Unruly Cork students hit with €11k in fines for anti-social behaviour

Unruly Cork students hit with €11k in fines for anti-social behaviour
 David Jones/PA Wire

STUDENTS of University College Cork (UCC) have paid almost €11,000 in fines as part of a new crackdown on antisocial behaviour.

The new approach, involving university authorities and students themselves, has also seen the number of complaints from the public about antisocial behaviour linked to UCC’s Rag Week and Fresher’s Week events drop over the last two years.

The news emerged during a meeting of the Cork City joint policing committee (JPC) where details of UCC’s Campus Watch scheme were outlined.

Gary Mulcahy, UCC student services and community relations officer, briefed JPC members on how his office has been working with students to address the problem of student-related anti-social behaviour in and around the university precinct since 2018.

He said a 10-point “standards of conduct” charter was introduced for students, including that the university is not brought into disrepute and that they show respect for local residents and members of the public.

A “three-strikes” resolutions process was introduced for students accused of alleged breaches of those standards:

Stage one, an informal resolutions process, provides for a warning or a €50 charitable contribution.

Stage two is a formal resolution process and includes a fine of up to €1,000.

But stage three, the final stage, deals with students on their “third strike”, or with the more serious alleged breaches, and involves decisions made by senior academics. The outcome can include fines of up to €5,000 or expulsion from the university.
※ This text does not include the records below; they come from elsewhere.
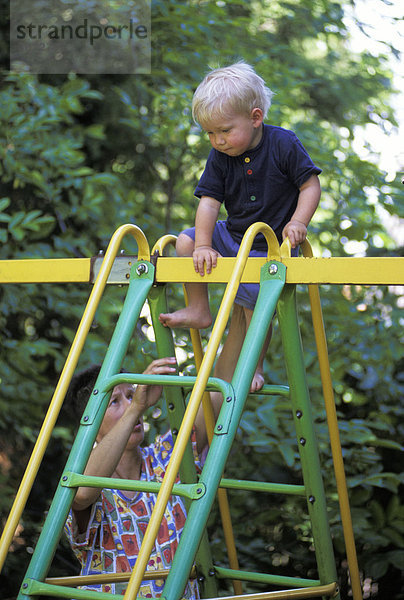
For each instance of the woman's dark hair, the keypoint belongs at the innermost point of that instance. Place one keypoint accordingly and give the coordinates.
(80, 390)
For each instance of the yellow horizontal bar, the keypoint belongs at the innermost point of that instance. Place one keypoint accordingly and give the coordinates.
(334, 270)
(365, 271)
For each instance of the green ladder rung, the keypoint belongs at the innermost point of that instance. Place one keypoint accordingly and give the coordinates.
(32, 587)
(263, 486)
(281, 580)
(192, 491)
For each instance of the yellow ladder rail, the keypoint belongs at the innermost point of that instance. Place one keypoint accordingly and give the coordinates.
(332, 421)
(64, 381)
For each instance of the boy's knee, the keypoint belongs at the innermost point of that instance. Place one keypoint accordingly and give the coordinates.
(185, 245)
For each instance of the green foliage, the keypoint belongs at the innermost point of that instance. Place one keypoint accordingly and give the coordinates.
(80, 155)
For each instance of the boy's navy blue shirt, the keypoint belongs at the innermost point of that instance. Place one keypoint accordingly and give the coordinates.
(260, 185)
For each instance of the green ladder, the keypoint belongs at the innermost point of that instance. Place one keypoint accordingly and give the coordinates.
(199, 493)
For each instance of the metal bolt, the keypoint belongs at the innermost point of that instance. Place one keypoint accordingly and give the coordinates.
(142, 269)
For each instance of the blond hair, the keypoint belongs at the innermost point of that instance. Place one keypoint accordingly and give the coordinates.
(234, 89)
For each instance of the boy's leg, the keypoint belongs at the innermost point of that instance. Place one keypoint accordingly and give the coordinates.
(258, 379)
(197, 314)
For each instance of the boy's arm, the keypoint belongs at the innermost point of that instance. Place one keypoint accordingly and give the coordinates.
(205, 221)
(309, 197)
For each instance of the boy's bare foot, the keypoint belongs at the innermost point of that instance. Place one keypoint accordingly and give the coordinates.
(257, 382)
(186, 317)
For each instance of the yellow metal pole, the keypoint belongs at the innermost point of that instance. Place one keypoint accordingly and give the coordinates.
(64, 381)
(335, 442)
(195, 399)
(223, 502)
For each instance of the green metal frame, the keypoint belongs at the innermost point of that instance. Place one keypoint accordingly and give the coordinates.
(199, 494)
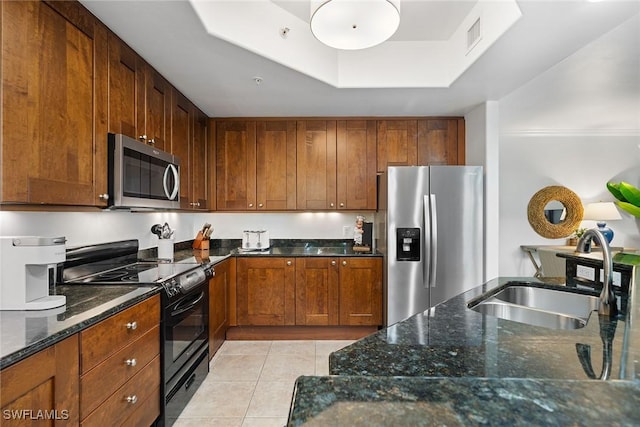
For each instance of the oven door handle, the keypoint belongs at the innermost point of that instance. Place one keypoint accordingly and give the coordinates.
(180, 308)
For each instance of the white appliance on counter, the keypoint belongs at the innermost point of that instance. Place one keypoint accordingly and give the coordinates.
(255, 240)
(430, 229)
(26, 263)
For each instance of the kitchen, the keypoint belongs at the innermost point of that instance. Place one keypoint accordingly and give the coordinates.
(497, 137)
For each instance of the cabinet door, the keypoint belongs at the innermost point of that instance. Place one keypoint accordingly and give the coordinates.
(199, 162)
(180, 143)
(441, 142)
(360, 291)
(276, 165)
(219, 300)
(126, 88)
(46, 381)
(154, 121)
(317, 291)
(356, 148)
(52, 62)
(236, 165)
(266, 291)
(396, 143)
(316, 176)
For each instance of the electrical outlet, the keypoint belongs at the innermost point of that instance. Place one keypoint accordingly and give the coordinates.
(586, 272)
It has also involved talks with incoming students on the dangers around drug and alcohol use, the impact of convictions on their ability to travel or apply for visas, the fines for drinking on the streets, and their responsibilities around the management of house parties.

Mr Mulcahy said a total of €11,600 has been paid in fines or charitable donations by students who have been dealt with through the resolutions process.
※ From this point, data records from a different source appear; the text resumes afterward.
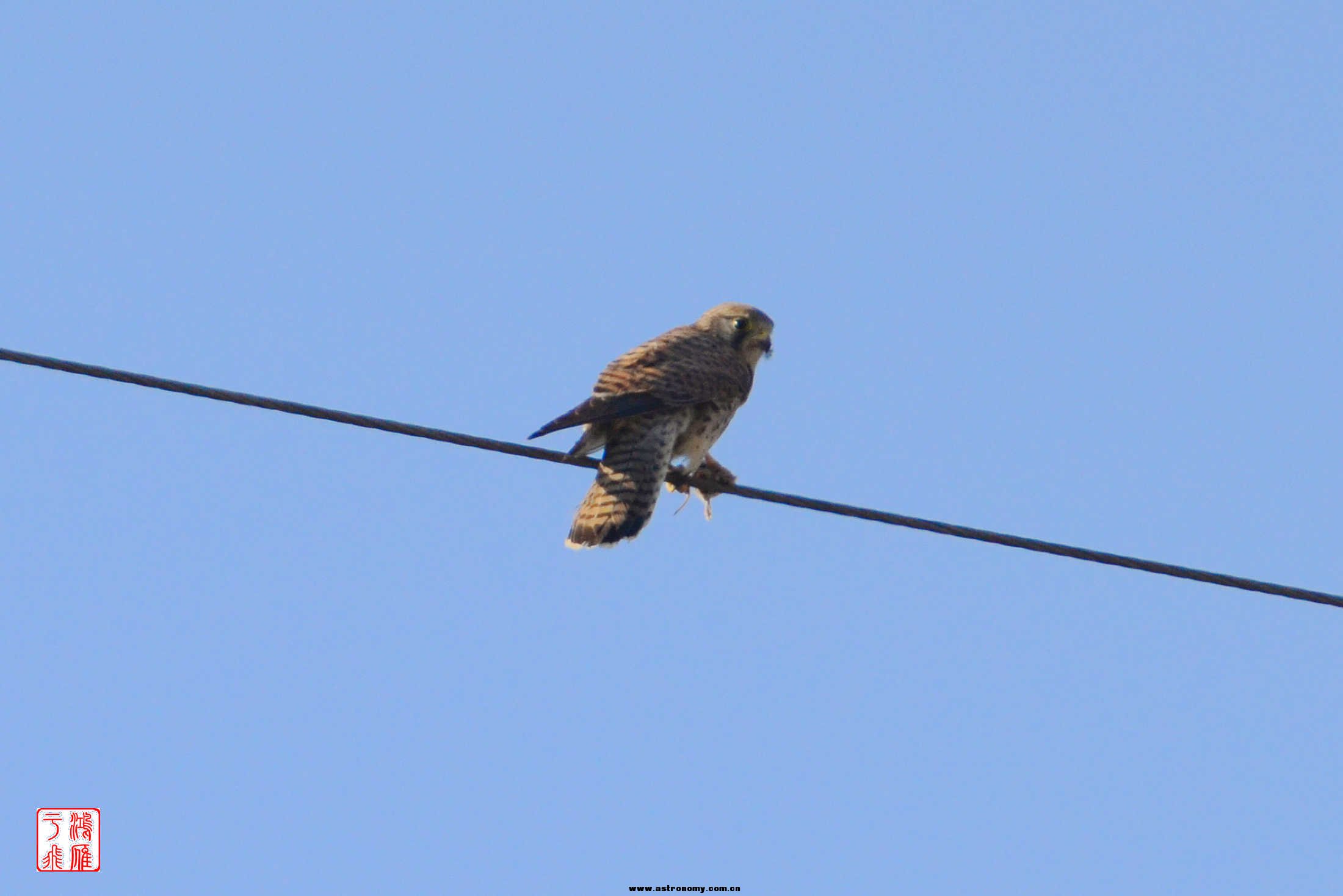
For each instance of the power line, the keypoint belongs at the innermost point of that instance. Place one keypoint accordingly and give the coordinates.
(743, 491)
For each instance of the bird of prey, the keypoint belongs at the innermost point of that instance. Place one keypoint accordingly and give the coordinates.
(670, 397)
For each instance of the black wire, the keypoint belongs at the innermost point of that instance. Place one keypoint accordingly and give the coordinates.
(743, 491)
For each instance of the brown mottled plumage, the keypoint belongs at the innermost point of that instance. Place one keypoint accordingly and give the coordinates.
(670, 397)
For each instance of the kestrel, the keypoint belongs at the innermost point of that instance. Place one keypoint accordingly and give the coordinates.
(670, 397)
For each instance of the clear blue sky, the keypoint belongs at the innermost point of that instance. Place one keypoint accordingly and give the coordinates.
(1065, 270)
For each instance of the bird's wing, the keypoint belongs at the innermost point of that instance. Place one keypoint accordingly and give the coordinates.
(684, 366)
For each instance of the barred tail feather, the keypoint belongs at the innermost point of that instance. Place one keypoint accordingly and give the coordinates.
(621, 502)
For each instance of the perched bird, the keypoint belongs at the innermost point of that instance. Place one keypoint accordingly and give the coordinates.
(672, 397)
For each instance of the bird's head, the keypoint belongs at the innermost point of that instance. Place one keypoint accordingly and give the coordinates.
(746, 328)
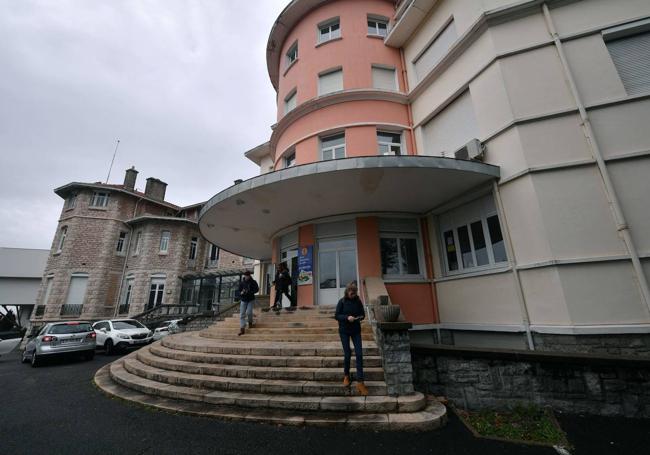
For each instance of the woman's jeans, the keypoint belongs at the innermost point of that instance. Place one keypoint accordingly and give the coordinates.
(347, 352)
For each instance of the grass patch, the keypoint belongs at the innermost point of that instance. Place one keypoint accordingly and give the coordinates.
(529, 424)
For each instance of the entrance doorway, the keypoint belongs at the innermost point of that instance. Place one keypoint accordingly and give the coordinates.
(337, 266)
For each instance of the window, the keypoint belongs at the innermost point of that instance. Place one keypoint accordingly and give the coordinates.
(330, 81)
(62, 236)
(193, 247)
(452, 128)
(138, 243)
(156, 292)
(389, 143)
(472, 237)
(333, 147)
(164, 241)
(71, 202)
(290, 160)
(292, 54)
(329, 30)
(377, 26)
(100, 199)
(435, 51)
(384, 78)
(291, 101)
(121, 242)
(399, 245)
(631, 55)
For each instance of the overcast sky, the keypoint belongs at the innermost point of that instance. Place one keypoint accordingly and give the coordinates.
(181, 83)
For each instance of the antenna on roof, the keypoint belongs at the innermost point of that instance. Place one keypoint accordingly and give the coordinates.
(113, 160)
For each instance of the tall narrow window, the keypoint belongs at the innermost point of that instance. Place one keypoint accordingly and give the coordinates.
(329, 30)
(333, 147)
(63, 234)
(389, 143)
(330, 81)
(165, 236)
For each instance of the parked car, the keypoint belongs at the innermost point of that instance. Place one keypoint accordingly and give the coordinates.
(167, 328)
(58, 338)
(121, 334)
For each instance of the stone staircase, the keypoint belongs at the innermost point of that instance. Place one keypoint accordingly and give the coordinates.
(285, 370)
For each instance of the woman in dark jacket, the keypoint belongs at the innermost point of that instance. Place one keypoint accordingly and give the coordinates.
(350, 313)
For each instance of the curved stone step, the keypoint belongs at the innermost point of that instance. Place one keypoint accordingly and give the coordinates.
(145, 356)
(268, 361)
(314, 388)
(382, 404)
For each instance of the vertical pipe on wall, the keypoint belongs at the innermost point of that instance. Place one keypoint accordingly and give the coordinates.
(505, 229)
(610, 192)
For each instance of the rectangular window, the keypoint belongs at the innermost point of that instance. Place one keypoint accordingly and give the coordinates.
(62, 236)
(384, 78)
(292, 54)
(389, 143)
(290, 102)
(121, 242)
(193, 247)
(330, 82)
(165, 236)
(333, 147)
(631, 56)
(377, 27)
(329, 30)
(435, 51)
(100, 199)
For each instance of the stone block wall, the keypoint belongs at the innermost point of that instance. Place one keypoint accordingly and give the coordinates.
(607, 386)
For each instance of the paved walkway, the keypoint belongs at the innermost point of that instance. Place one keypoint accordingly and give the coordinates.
(56, 409)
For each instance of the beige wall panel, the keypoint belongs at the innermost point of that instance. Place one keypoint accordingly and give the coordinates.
(632, 182)
(576, 214)
(490, 299)
(536, 83)
(490, 100)
(605, 293)
(623, 128)
(520, 33)
(554, 141)
(593, 69)
(586, 15)
(544, 296)
(525, 221)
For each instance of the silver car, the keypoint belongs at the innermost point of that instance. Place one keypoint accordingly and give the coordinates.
(61, 338)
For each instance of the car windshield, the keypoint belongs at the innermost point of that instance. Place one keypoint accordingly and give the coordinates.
(123, 325)
(64, 329)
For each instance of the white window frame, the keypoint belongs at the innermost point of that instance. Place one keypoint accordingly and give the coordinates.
(333, 148)
(390, 145)
(331, 34)
(165, 239)
(100, 199)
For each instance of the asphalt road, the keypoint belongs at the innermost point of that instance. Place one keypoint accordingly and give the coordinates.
(55, 409)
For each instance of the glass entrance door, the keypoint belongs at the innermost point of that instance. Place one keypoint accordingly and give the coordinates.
(337, 266)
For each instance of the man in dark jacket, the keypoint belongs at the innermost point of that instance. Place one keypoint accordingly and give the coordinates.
(350, 313)
(248, 287)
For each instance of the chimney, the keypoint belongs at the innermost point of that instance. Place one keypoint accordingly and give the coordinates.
(130, 178)
(155, 189)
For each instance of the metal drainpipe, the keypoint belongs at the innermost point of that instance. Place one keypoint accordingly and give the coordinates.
(525, 316)
(610, 192)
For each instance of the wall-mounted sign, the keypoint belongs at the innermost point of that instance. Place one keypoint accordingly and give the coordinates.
(306, 265)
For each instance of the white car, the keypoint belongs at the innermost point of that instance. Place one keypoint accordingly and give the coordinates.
(167, 328)
(121, 334)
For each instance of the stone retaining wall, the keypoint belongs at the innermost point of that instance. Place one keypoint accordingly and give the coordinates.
(481, 379)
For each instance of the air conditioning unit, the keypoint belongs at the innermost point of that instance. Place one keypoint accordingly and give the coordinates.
(473, 150)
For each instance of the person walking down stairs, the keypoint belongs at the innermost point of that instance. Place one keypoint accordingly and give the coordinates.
(350, 313)
(247, 290)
And he said complaints about antisocial behaviour around Rag week dropped from 37 in 2018 to 25 in 2019 — a 33% decrease — while complaints around Fresher’s Week dropped 60%, from 49 in 2017 before the disciplinary process was introduced to 20 in 2018 just a month after Campus Watch was introduced.

Mr Mulcahy said university authorities are listening to the concerns of the public, and they are taking a hardline and action on the issue.
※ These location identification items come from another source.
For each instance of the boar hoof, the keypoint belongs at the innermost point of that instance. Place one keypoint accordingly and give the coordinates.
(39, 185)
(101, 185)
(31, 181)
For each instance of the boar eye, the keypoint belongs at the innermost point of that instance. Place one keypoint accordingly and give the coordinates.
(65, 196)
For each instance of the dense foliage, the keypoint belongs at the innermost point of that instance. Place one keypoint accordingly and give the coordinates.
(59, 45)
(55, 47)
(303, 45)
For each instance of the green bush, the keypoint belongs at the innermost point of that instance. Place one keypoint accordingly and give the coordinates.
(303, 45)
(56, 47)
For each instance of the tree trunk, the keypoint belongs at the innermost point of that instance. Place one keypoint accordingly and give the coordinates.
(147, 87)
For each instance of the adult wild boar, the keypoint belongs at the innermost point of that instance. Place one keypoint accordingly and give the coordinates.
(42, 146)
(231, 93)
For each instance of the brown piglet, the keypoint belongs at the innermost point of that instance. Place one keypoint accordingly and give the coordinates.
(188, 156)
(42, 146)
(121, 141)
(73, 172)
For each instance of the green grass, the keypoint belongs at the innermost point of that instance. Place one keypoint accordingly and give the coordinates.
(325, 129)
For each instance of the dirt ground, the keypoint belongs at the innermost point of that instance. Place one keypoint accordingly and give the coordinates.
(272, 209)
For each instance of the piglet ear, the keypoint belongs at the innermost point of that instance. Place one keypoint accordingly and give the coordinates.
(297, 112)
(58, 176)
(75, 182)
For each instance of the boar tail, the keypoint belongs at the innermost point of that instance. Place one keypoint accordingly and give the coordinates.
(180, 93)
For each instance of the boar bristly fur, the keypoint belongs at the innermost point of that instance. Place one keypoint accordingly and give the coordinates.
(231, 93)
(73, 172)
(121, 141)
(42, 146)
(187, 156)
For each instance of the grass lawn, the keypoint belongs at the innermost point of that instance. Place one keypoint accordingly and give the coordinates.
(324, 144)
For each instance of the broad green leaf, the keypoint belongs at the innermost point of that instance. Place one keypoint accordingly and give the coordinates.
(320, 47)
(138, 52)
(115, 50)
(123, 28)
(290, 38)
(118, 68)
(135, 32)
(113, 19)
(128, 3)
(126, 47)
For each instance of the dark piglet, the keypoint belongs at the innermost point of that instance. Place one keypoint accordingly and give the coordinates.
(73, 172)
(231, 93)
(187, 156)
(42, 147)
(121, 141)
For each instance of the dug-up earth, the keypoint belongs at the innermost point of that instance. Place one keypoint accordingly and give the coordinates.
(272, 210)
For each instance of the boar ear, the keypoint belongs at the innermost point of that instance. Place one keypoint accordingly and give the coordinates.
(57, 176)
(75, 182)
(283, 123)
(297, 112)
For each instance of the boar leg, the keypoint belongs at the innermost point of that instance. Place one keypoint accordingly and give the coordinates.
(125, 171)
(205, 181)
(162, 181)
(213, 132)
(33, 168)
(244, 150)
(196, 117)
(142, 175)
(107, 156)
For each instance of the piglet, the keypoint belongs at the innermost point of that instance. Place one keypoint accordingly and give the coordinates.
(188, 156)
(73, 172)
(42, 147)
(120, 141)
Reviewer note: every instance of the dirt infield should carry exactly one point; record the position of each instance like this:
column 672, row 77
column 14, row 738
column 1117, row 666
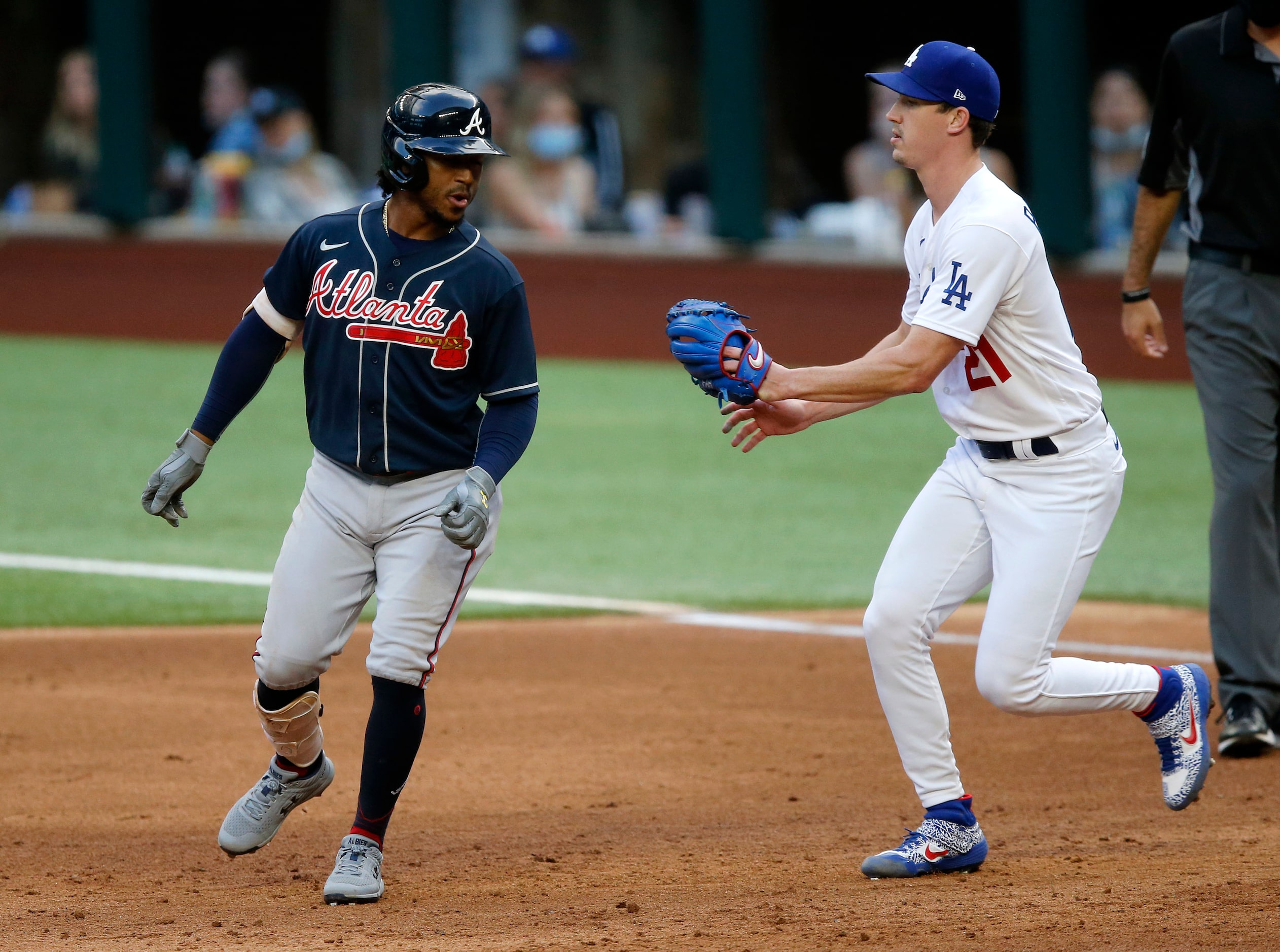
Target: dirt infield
column 610, row 782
However, he emphasised that the number of students involved in such antisocial behaviour represents less than 1% of UCC’s overall 25,000-strong student body: “But they are the ones we can see. We also aim to highlight the good the overwhelming majority of the others are doing.” Sinn Féin TD Donnchadh Ó Laoighaire welcomed the progress but described activity around the so-called Christmas Day drinking binge, especially around Bandon Road last November, as “pandemonium”.

“I would ask UCC to focus additional resources on this period,” he said.

Independent councillor Thomas Maloney also welcomed the crackdown, and added: “Cork Institute of Technology could take a leaf out of UCC’s book.”